Heiligendamm Eternal Blue

Franz N. Kröger, Art and Cultural Scientist, Article & Interview

 

A World Bridging

Painting & Photography

 

Solo Exhibition in Gallery Orangerie Heiligendamm
Baltic Sea Germany

 

 

The wide chromatic space, and unseen details underlie many works by JCW. 

In Heiligendamm, a prominent hot spot in Germany,  known by the former G7 Summit,  maritime motifs, super panoramas from Cape Town, urban transformations from Shanghai, Hamburg and Dresden, the colors of North Africa from Morocco and new angel faces - can be seen as symbols of foresight of the everlasting change.   „The blue color is the topic of the show and once the outstanding Landscape Painter Caspar David Friedrich has made it very clear, that blue contains the infinity of distance, of the universe, and secondly, the infinity of the self, the subconscious," says Jens-Christian Wittig in conversation.

JCW's works are limited to exclusive, small editions. The gallery Orangerie shows the artist's first exhibition in the north. In Germany, Jens-Christian Wittig was previously at Castle Ettersburg, Weimar several times in Dresden for example in the Palace of Culture to see. Just back from the Art New York show in May 2019, where he has been exhibited by AiBo Gallery New york, currently the opening of the exhibition in Heiligendamm took place. More art shows in the US are in preparation for the Art Miami in December.
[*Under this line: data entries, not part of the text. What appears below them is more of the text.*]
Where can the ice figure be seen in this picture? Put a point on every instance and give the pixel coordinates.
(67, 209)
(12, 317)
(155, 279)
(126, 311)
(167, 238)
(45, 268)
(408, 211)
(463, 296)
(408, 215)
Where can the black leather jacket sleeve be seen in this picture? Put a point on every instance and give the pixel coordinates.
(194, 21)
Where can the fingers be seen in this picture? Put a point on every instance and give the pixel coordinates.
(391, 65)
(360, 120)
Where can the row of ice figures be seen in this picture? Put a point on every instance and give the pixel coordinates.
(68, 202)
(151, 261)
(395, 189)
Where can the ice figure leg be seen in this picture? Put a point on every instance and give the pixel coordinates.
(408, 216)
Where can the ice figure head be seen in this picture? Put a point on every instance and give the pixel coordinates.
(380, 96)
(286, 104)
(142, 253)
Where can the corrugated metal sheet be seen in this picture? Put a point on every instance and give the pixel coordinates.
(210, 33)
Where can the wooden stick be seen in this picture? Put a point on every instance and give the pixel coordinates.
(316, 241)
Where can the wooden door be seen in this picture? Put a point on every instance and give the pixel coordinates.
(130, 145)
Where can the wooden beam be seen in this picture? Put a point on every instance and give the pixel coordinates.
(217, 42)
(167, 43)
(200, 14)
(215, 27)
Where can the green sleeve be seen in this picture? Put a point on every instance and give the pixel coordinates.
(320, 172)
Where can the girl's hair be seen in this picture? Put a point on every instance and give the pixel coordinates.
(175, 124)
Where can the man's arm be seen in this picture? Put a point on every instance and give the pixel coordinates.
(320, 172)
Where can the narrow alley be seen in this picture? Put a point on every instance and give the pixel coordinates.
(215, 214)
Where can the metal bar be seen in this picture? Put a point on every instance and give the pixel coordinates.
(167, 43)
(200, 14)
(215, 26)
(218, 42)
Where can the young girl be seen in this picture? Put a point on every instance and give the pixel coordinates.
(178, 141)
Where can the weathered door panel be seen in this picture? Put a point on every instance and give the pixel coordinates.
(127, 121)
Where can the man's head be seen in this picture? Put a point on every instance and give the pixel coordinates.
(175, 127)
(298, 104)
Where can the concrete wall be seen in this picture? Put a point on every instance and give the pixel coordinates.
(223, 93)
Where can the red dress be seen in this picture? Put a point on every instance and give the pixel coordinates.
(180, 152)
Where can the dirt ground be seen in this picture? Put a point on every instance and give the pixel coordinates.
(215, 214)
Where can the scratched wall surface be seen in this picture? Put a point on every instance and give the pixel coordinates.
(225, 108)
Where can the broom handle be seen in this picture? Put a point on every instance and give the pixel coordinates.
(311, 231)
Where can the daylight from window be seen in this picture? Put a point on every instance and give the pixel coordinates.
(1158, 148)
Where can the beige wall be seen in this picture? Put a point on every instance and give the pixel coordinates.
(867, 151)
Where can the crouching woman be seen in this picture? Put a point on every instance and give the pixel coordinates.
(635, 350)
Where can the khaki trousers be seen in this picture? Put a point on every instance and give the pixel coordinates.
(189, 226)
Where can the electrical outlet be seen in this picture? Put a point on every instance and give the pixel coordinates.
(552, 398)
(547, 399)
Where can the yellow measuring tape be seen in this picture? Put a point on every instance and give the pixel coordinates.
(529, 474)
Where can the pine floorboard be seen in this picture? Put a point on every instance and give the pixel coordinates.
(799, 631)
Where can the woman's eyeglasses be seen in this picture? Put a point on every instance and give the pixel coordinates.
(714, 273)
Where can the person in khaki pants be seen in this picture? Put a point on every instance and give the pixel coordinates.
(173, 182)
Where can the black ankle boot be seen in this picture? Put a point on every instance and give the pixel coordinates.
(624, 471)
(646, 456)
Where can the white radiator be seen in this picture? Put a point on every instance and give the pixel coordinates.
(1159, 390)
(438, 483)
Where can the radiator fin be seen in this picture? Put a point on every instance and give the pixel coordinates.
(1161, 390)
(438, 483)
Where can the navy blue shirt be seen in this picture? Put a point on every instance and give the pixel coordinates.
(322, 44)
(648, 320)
The rapidly evolving new digital technologies have long occupied the artist. More and more, he incorporates them into his projects and uses them as a tool for his work, like pencil, pen and brush. In digital image transformations, he works with new means to develop specific imagery using the classically learned artistic perspectives for the digital age. In elaborate and lengthy digital processes, his own form of expression emerges. Although JCW's works draw on photographic means, they are now far removed from photography. Wittig deconstructs his starting material, adds and overlays it in a new and multi-layered way - as he once did in glaze painting - and thus creatively shapes his pictorial statements. In many cases, the proximity to pictorial elements and sophisticated graphic effects can be recognized in new exiting ways. 

The depth, luminosity and color spectra of his pictures are  hardly reachable by painting and graphics in the classical sense.